Contudo, o primeiro impacto não foi fácil. "Quando começou a tentar descrever o pouco que já se sabia na altura, quanto mais ele falava mais assustada eu ficava. Começou a descrever cerimónias de tamanhos que eu nunca tinha presenciado, quantidades de alfaias que eu nunca tinha visto juntas na minha vida, e tudo aquilo parecia demasiado para a minha capacidade".
"Quanto mais ele falava, entusiasmadíssimo com a proposta que me estava a fazer, mais eu dizia 'mas eu não sei se consigo, eu não vou conseguir'. Mas ele dizia que era bem possível e eu lá acabei por aceitar. Não tinha sequer forma de dizer que não, primeiro que tudo porque, na altura, a JMJ já se começava a desenhar também nas paróquias e de uma coisa nós tínhamos a certeza: queríamos fazer parte dela", acrescenta.

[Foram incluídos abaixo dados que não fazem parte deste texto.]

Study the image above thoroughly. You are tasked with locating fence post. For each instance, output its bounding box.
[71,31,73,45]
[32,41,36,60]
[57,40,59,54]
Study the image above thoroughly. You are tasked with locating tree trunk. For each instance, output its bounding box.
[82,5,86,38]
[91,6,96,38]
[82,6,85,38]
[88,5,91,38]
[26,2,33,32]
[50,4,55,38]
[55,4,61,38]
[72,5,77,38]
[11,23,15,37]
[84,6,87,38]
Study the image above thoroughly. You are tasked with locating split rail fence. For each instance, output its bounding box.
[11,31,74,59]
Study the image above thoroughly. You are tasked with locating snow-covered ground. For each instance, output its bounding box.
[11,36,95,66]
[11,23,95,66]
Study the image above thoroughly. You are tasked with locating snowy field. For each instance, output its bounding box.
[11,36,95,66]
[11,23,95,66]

Sara recebeu também um telefonema, depois de Inês. "Mais tarde, em conversa com ela, percebi a estratégia do padre Ricardo Jacinto, que foi 'já que assustei a Inês, agora à Sara vou dizer o mínimo possível até que ela diga que sim'. E resultou!", recorda ao SAPO24.

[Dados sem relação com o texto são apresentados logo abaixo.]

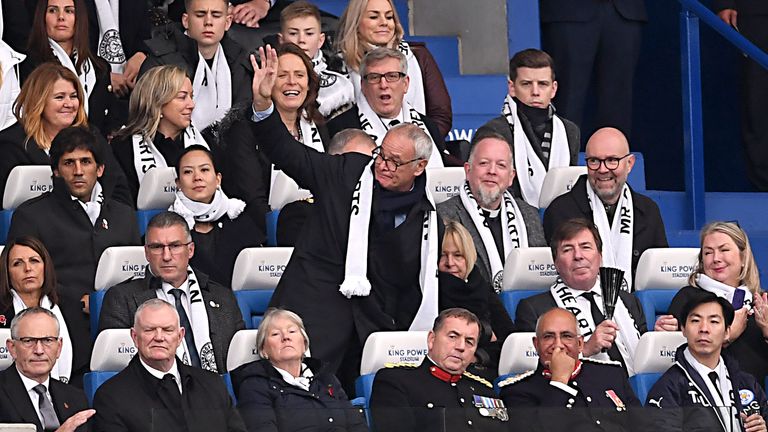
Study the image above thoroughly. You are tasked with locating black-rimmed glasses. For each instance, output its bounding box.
[362,72,406,84]
[372,146,421,172]
[145,242,192,256]
[585,154,632,170]
[14,337,59,348]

"Quando recebi a notícia de que ia ser cá em Portugal, o entusiasmo foi um bocadinho como o do nosso presidente da República: 'fixe, conseguimos, agora quero fazer parte'. O padre Ricardo é uma pessoa que também me marcou, pela mesma razão que a Inês referiu, e não dava para dizer que não. Era bom voltar a trabalhar com ele, era um motivo também para dizer que sim", frisou.
"Logo de seguida também me convidaram para fazer parte do Comité Organizador Vicarial (COV) de Torres Vedras. Pensei que devia concentrar-me só numa atividade, mas acabou por me dizer que as duas coisas eram possíveis, que eram diferentes. Primeiro, a preparação seria mais ao nível vicarial e depois a nossa missão na liturgia seria mais propriamente para os dias na JMJ. Então avancei", relembra.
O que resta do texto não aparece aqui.